There was a Practicing School attached to the Training College. Not only did it form and indispensable adjunct to the College, but also the mean of giving a free education in Sinhalese to the children in the neighboarhood. The work of the Musaeus Buddhist Girls’ College was thus confined to:-
English College
Kindergarten on Modern Lines
Training College for women (Sinhalese)
Practising School (Sinhalese)
Kindergarten on Modern Lines
Training College for women (Sinhalese)
Practising School (Sinhalese)
Works on Buddhism
Mrs. Higgins’ historical studies induced her to study Buddhism and in her later years Mrs. Higgins was engaged in the task of compiling books on Buddhism “Poya Days” and “Jataka Mala” (a translation of the Jataka Stories) are two of her popular books.
Mrs. Higgins had planned to issue a series of plays called “Ceylon Historical Plays”. She published one or two of them and they were even acted out under her own supervision by the girls of Musaeus College. Her simplicity of style had a special appeal to children for whom most of her books were written.
As a social religious worker, Mrs. Higgins was held in high esteem. Her life was entirely devoted to the cause, which she represented. In later years, she was not in the best of health-due to a life of strenuousness and hard work. The climate of Colombo did not agree with her and during the greater part of the year she lived at “Musaeus Cottage”, Diyatalawa. Later she was compelled to give up the Principalship of the school and become the Director.

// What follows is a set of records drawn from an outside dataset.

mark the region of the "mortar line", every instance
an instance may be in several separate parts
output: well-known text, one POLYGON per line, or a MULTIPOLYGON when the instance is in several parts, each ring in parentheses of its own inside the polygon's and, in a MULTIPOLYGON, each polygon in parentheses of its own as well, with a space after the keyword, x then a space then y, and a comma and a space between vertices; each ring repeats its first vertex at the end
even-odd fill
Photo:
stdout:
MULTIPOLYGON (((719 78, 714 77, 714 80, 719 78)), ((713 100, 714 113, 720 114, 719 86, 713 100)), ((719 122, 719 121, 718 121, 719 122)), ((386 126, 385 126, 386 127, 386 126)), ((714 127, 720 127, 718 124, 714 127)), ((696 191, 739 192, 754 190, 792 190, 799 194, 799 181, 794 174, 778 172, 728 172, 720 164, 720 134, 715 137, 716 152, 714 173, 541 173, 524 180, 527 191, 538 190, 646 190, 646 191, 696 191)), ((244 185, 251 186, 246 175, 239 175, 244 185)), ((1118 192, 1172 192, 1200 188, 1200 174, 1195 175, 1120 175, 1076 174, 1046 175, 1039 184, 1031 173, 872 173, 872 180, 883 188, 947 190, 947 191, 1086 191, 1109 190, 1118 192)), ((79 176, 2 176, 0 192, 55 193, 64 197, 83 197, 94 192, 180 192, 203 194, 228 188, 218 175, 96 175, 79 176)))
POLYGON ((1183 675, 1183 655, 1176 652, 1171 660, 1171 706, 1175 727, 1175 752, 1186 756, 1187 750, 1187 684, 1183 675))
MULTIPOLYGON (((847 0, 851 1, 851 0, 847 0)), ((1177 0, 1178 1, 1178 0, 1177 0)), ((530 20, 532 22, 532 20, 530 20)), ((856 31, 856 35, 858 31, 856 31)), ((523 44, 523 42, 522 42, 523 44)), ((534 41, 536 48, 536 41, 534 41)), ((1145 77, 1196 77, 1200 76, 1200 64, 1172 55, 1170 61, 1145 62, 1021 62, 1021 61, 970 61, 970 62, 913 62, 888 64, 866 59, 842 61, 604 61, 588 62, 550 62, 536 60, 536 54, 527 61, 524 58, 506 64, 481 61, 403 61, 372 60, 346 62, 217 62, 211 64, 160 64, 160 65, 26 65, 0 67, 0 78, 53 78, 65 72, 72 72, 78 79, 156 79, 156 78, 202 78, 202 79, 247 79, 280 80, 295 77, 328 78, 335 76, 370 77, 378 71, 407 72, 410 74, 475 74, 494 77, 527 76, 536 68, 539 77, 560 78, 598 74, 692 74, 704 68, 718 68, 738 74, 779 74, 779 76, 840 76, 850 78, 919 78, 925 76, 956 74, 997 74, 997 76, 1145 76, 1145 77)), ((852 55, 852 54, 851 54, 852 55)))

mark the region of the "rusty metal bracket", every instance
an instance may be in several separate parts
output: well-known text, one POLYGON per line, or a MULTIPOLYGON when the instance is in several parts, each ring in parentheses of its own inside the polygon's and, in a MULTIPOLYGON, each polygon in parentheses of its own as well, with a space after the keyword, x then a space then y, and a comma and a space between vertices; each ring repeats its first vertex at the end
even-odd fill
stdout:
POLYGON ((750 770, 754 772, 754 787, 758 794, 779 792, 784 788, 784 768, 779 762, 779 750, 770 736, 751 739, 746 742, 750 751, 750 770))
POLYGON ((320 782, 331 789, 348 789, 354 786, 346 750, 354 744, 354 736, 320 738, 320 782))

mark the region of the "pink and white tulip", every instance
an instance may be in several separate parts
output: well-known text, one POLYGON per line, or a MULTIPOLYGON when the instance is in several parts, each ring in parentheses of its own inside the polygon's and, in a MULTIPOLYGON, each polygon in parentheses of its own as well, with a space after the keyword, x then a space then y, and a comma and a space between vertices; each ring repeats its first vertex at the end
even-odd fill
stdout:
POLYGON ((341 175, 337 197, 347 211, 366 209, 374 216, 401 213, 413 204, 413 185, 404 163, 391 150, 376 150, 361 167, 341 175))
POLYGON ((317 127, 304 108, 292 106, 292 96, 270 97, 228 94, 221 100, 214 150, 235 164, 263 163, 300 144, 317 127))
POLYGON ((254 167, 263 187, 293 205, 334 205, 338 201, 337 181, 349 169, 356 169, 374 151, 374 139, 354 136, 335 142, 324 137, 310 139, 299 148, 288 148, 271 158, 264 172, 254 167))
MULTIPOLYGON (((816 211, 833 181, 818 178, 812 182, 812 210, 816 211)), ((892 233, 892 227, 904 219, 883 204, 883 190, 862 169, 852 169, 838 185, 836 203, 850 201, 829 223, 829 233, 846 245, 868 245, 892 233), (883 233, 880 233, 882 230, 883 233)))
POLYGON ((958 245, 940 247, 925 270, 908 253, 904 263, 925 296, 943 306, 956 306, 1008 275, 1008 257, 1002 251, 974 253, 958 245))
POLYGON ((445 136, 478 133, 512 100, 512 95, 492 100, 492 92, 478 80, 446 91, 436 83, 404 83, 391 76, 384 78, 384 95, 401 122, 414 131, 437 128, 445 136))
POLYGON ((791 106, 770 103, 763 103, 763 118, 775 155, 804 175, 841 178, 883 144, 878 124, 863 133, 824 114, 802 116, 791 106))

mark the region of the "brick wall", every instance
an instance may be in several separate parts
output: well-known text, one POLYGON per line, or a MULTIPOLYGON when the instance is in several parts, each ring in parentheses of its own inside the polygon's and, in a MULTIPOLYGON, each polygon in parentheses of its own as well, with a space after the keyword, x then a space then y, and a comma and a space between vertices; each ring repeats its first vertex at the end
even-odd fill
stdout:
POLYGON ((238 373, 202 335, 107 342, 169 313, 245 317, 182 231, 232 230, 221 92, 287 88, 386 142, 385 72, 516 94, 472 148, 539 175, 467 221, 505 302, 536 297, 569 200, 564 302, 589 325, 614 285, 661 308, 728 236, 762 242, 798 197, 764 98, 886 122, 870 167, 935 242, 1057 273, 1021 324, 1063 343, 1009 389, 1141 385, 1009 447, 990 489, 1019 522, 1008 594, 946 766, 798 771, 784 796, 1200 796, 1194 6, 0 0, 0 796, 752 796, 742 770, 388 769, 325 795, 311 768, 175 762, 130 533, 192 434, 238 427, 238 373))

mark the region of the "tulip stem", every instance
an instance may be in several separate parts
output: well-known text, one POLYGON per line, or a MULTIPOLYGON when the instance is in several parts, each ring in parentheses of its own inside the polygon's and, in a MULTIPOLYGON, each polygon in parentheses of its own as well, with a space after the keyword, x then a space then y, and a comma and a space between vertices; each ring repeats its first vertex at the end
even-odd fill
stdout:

During the last few days, Mrs. Higgins was rather seriously ill. She had more than one relapse and her condition continued to give anxiety. At the time of her death, her niece, Miss. Schneider who arrived from Germany, was personally looking after her, and was by her besides at her last stages of life. Mrs. Higgins was only 71 years of age, when she passed away.
One sees in this account the kind of person Marie Musaeus Higgins was. A noteworthy fact of her vision for Sinhala Buddhist education was “education on indigenous lines, and education to bring West and East together and work in friendly co-operation”.
Musaeus as it exists today has gone through many ups and downs, but by and large it still upholds the Marie Musaeus Higgins’ principles and vision and is counted as one of the best Educational Institutions of the 20th century.
At a time, when the people of the country, were blindly imbibing western customs, habits, mode of dress etc., Mrs. Higgins encouraged her students to uphold their traditional customs, manners and culture. She made religious activities an integral part of the school curriculum.
After 33 years of dedicated and admirable service Mrs. Higgins passed away in 1926. With her demise, the resplendent lamp that illuminated Musaeus for over three decades had gone out. However, the strong foundation laid by her was to remain forever… stable and solid.
‘Founder-Father’ of Musaeus ……
Mr. Peter De Abrew ‘the eldest son of Mr. William de Abrew’. He was one of the pioneer stalwarts of the Theosophical Society of Ceylon.
As a young, generous philanthropist, he had got actively interested in the movement started by Colonel Henry Olcott & others towards the regeneration of the Sinhala nation, its religion and culture which had sadly deteriorated during the last decades of the 19th Century together with his father, late Mr. William de Abrew, who was himself a member of this movement donated their own land to build a truly Buddhist Girls’ School. Mrs. Marie Musaeus Higgins and Mr. Peter De Abrew started their school in 1891,in a little thatched mud – walled hut where Musaeus stands now.
In 1940, this grand old gentleman of Musaeus who had sacrificed his entire life and good part of his wealth for Musaeus, passed away at the age of 78 with Musaeus foremost in his thoughts. ‘Musaeus’ and all Musaeites through the ages undoubtedly owe a great deal to the school’s ‘Founder-father’ Mr. Peter de Abrew as much as to its Founder Principal, Mrs. Marie Musaeus Higgins.